Cyber Insurance Not Easily Defined; Awareness And Training Are Your Best Defense
By: Jim Stickley and Tina Davis
June 21, 2018
Technopedia defines cyber insurance as “a form of insurance for businesses and individuals against internet-based risks.” The courts, however, are having a heck of a time deciding just what issues are covered under cyber insurance law. It appears that from coast to coast and everywhere in between, different rulings are being made on similar cases. How cyber insurance is interpreted by different courts across the country is leading to confusion and very different final rulings.
Since the late 1990’s, cyber insurance policies began sprouting up as an option for businesses on the edge of a very scary digital age. It evolved from cyberattacks at the time and not knowing what damage a company could face in the future. From the first computer worm found in 1989 to today’s sophisticated ransomware, phishing, and malware-laced attacks, cyber insurance grew into a hugely significant business. Reports indicate by 2022, the cyber insurance market will capture $14 billion in revenue.
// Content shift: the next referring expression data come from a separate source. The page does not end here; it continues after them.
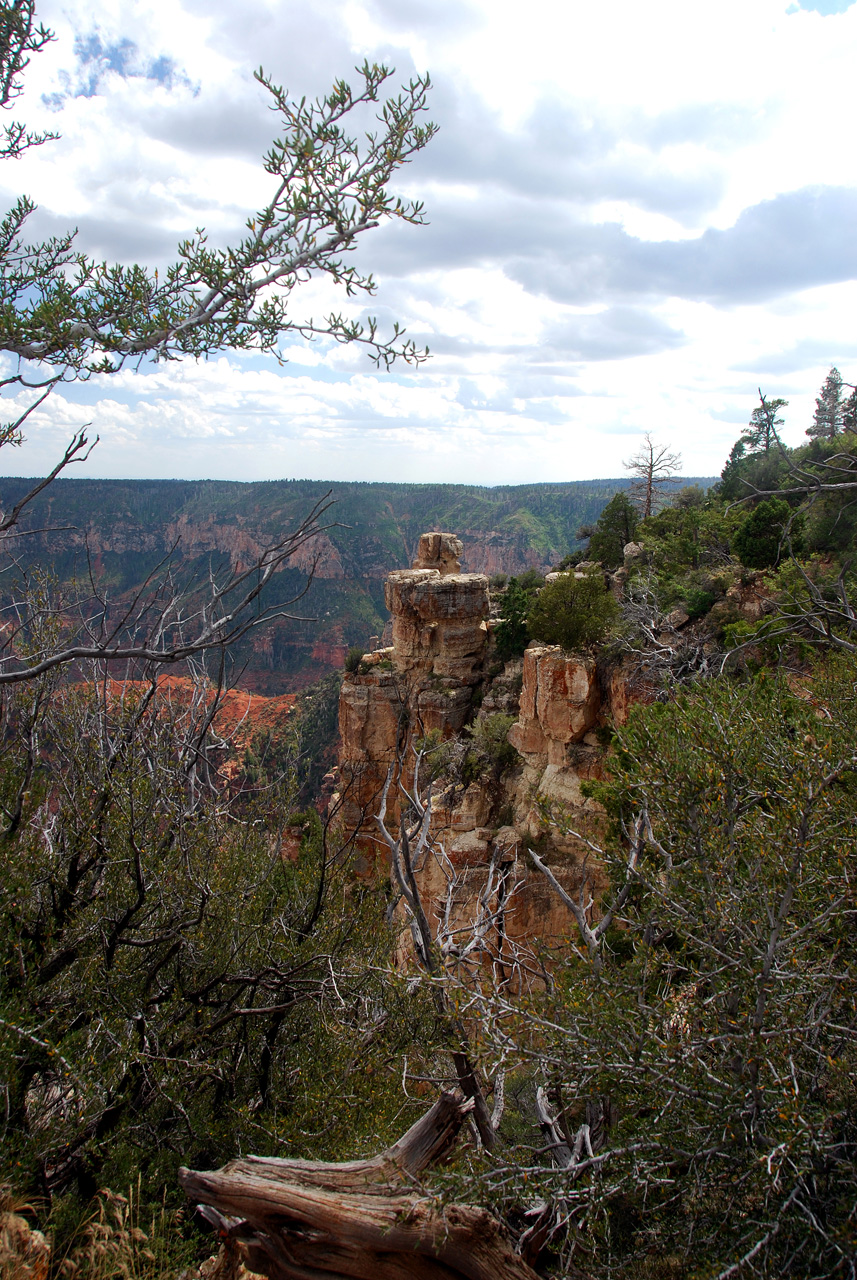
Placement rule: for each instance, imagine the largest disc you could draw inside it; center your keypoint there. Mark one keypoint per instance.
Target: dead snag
(362, 1220)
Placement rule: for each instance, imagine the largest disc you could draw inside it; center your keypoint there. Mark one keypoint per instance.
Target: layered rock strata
(425, 682)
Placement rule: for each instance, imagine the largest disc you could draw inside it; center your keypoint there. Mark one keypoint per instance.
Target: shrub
(761, 539)
(353, 658)
(512, 634)
(573, 611)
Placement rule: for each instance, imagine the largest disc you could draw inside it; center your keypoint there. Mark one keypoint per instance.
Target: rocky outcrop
(426, 681)
(559, 703)
(438, 624)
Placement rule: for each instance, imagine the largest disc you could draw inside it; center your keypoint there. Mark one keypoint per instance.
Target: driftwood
(360, 1220)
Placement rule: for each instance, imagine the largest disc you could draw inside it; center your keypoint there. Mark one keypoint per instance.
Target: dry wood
(362, 1220)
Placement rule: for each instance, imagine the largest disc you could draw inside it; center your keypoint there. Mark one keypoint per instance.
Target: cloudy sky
(637, 215)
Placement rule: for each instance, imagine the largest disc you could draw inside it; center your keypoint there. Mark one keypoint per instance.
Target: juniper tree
(826, 420)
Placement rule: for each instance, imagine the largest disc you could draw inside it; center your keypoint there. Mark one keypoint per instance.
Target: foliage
(174, 987)
(490, 752)
(573, 611)
(762, 433)
(351, 607)
(764, 535)
(512, 635)
(707, 1041)
(826, 420)
(614, 529)
(65, 316)
(692, 534)
(115, 1242)
(353, 658)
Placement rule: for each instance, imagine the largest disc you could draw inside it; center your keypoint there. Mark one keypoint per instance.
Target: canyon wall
(440, 677)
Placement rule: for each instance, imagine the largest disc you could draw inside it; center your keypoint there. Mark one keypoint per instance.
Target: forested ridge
(127, 528)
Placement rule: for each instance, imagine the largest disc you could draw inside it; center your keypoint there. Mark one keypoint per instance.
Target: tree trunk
(361, 1220)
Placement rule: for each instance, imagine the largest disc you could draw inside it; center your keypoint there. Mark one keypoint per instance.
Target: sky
(637, 216)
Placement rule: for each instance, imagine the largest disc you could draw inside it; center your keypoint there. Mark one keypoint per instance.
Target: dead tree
(308, 1220)
(445, 946)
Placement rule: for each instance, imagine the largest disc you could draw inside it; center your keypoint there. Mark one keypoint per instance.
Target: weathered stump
(358, 1220)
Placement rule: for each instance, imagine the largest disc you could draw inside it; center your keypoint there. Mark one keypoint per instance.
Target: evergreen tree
(761, 433)
(828, 420)
(615, 526)
(849, 412)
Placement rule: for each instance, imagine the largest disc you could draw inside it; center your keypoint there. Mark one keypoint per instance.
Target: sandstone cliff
(440, 676)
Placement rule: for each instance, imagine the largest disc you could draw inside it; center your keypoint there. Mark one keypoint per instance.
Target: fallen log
(358, 1220)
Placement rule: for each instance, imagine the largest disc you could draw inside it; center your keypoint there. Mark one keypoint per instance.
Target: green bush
(353, 658)
(573, 612)
(617, 525)
(512, 634)
(761, 539)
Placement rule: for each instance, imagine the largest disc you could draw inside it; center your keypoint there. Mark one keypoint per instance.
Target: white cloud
(637, 215)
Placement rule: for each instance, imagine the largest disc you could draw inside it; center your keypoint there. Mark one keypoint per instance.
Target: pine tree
(828, 420)
(761, 433)
(849, 412)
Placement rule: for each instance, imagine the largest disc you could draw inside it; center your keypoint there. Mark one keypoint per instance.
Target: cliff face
(440, 676)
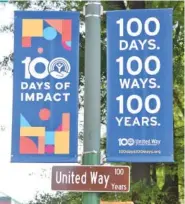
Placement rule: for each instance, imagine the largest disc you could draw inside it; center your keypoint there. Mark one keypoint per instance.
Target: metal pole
(91, 155)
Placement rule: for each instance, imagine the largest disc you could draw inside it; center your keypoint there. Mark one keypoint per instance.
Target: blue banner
(45, 87)
(139, 86)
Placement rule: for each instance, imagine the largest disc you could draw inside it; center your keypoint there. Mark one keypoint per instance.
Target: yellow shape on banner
(32, 131)
(32, 28)
(62, 142)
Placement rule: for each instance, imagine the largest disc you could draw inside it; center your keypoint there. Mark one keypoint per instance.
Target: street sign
(91, 178)
(116, 202)
(139, 86)
(45, 87)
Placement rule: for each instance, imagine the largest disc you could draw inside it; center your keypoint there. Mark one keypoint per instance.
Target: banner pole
(91, 155)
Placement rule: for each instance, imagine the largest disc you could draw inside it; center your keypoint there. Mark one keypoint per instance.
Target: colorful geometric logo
(48, 29)
(36, 140)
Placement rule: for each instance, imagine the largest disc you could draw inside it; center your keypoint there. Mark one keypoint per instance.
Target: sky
(20, 181)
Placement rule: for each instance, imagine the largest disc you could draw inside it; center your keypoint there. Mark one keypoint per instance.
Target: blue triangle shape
(24, 122)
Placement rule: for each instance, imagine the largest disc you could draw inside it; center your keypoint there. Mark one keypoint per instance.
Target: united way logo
(48, 29)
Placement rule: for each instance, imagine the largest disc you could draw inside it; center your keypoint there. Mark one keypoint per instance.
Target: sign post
(91, 154)
(139, 86)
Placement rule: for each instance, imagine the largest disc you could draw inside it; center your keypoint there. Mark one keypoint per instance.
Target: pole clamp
(93, 9)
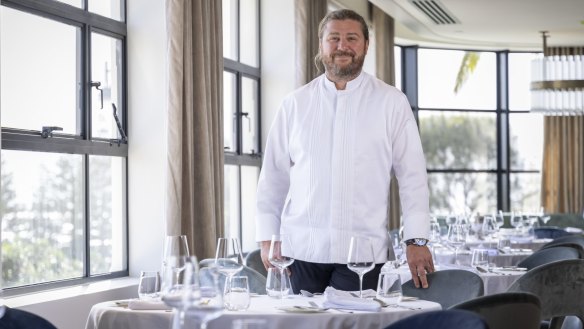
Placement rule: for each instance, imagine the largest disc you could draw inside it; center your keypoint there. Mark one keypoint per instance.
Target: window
(64, 155)
(483, 148)
(241, 95)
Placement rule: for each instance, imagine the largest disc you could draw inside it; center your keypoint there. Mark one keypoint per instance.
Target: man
(327, 166)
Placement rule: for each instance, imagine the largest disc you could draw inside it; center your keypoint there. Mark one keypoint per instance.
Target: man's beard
(343, 72)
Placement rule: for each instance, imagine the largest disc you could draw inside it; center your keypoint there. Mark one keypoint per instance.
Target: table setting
(190, 296)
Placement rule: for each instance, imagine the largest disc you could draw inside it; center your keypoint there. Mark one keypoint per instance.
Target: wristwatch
(416, 242)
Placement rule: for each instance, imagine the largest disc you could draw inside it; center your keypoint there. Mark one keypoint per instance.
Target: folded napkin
(147, 304)
(334, 298)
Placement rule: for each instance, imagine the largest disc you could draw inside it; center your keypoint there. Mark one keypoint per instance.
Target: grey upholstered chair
(445, 319)
(447, 287)
(254, 260)
(550, 232)
(510, 310)
(559, 286)
(256, 281)
(574, 241)
(548, 255)
(11, 318)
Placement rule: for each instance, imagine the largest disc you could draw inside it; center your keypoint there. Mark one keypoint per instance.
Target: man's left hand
(420, 263)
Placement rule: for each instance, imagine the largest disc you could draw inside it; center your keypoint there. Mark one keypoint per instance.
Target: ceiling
(487, 24)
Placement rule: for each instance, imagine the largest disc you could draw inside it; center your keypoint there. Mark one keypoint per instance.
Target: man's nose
(342, 45)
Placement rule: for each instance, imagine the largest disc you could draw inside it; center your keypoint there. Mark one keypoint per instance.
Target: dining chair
(20, 319)
(575, 241)
(510, 310)
(256, 281)
(254, 260)
(444, 319)
(447, 287)
(550, 232)
(559, 286)
(548, 255)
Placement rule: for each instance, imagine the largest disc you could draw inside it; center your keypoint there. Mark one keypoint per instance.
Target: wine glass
(516, 221)
(281, 255)
(456, 238)
(171, 292)
(489, 226)
(499, 220)
(176, 252)
(201, 297)
(228, 258)
(361, 258)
That’s a lot of investment by companies wanting security from cyber thievery. Today, many find themselves in court fighting to define what exactly is covered by their cyber insurance policy after a hack.
Most recently, cases involving employees being tricked by hackers – mostly by email phishing – into downloading malware are in front of the courts. It brings up defining computer fraud, since unwitting employees were fraudulently duped by into transferring company funds to hacker accounts. Courts in Texas and Michigan denied coverage, while a court in New York decided to include employee hacks under cyber insurance.
The battle to define what cyber insurance covers for individual businesses is an ongoing fight. Cyber insurance does, however, bring to light the importance of businesses investing in cyber resilience as the best way to avoid the courts to begin with. Dedication to innovative cybersecurity practices, as well as providing ongoing employee cyber education is more important than ever before. Leaving a decision up to the courts is proving difficult to predict, and maybe more, a decision not in one’s favor.
There are many options for providing awareness training. You can hire someone strictly to perform that function. After all, a good program may require someone in a full-time position. However, there are organizations that will help you create an employee cyber awareness program, administer one for you, or provide the whole shebang. Of course services and costs vary, but you can be sure there is something available out there for you.
Having cyber insurance may be a necessary evil for companies today, but prevention is proving the best decision yet.